Il fascino glaciale, diafano, subliminale degli svedesi I Break Horses sembra parlare in codice a quelle anime danneggiate, sepolcrali e patologicamente romantiche cresciute a shoegaze, darkwave ed elettronica praticando il “social distancing” per una vita intera, anni luce prima del coronavirus. È una significativa coincidenza dunque che la terza prova del duo indie elettronico composto dalla cantautrice e polistrumentista Maria Lindén e da Fredrik Balck, dopo il folgorante esordio Hearts del 2011 e il solido Chiaroscuro del 2014, sia uscito per la leggendaria etichetta Bella Union proprio in coincidenza con un lockdown che ha costretto l’uomo della globalizzazione 3.0 a un inquieto letargo in cui affrontare i propri demoni interiori e guardare in TV le sue peggiori paure diventare realtà.

Sembra voler rifuggire il mondo esterno, e al contempo volersi spingere oltre i confini del noto, questa nuova avvolgente produzione dal titolo denso di presagi e così adatto a questi tempi, per virare verso il sogno e l’inconscio, prendendo l’ascoltatore per mano in un viaggio dentro se stesso. E lo fa anzitutto attraverso melodie cristalline dai riverberi fra il sacro e il folk (il primo singolo Death Engine, classico istantaneo dalle geometrie sonore alla Bach), che respirano, prendendosi il loro tempo (i 9 minuti di walzer della prima traccia Turn scorrono impercettibilmente), per evolvere in giri sorprendenti e modulazioni imprevedibili, ma sempre coerenti e di grande impatto emotivo (The Prophet su tutte).
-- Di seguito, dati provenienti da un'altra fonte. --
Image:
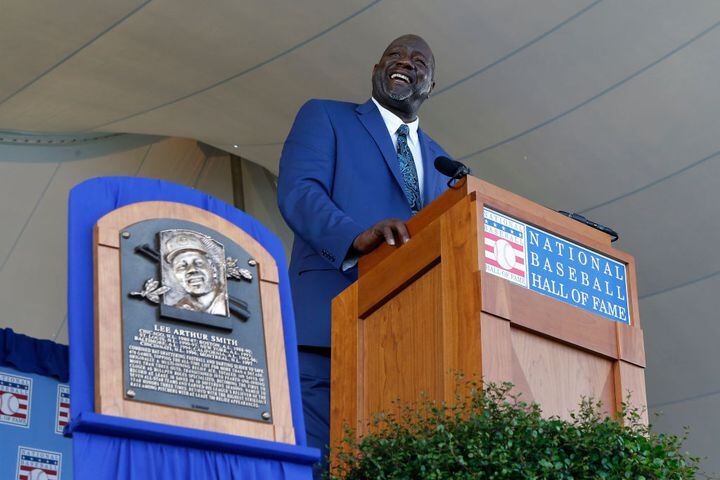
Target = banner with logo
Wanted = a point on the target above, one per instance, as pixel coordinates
(552, 266)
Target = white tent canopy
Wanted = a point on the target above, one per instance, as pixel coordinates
(605, 107)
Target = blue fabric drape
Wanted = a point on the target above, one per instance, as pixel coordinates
(110, 447)
(30, 355)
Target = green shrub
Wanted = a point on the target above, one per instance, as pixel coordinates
(490, 434)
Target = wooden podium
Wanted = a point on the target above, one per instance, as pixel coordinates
(422, 312)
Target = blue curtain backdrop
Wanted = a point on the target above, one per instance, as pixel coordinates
(33, 374)
(110, 447)
(31, 355)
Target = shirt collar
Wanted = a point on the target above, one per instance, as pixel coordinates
(393, 122)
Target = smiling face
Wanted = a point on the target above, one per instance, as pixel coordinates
(194, 272)
(404, 76)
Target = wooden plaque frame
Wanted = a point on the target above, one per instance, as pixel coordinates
(109, 398)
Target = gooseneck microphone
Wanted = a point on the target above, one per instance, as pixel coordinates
(579, 218)
(451, 168)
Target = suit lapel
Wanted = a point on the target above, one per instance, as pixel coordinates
(372, 121)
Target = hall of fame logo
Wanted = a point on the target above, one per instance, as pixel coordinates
(34, 464)
(505, 252)
(15, 398)
(62, 408)
(553, 266)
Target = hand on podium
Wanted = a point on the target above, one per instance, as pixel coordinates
(392, 231)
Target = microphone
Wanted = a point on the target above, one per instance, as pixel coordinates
(579, 218)
(451, 168)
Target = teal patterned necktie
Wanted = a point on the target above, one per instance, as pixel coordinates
(411, 186)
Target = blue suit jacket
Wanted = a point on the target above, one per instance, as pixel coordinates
(339, 175)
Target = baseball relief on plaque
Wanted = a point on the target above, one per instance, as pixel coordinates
(192, 322)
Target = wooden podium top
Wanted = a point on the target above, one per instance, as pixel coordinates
(507, 202)
(437, 305)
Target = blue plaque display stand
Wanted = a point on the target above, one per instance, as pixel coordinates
(107, 447)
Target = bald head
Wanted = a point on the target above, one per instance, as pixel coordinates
(405, 75)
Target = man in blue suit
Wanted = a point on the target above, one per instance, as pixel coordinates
(350, 176)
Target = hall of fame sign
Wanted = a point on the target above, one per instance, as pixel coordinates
(552, 266)
(15, 400)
E lo fa senza paura di rischiare e di sperimentare con texture elettroniche sporcate da echi e interferenze, chitarre intrise di pedale stile My Bloody Valentine, distorsioni vocali al ralenty e bpm dilatati al parossismo, creando un’atmosfera dalle forti suggestioni oniriche, e disegnando un paesaggio emotivo denso, chiaroscurale, omogeneo e fluido dove abbandonare ogni logica e aprire i sensi del cuore alle voci rivelatrici di un mondo altro.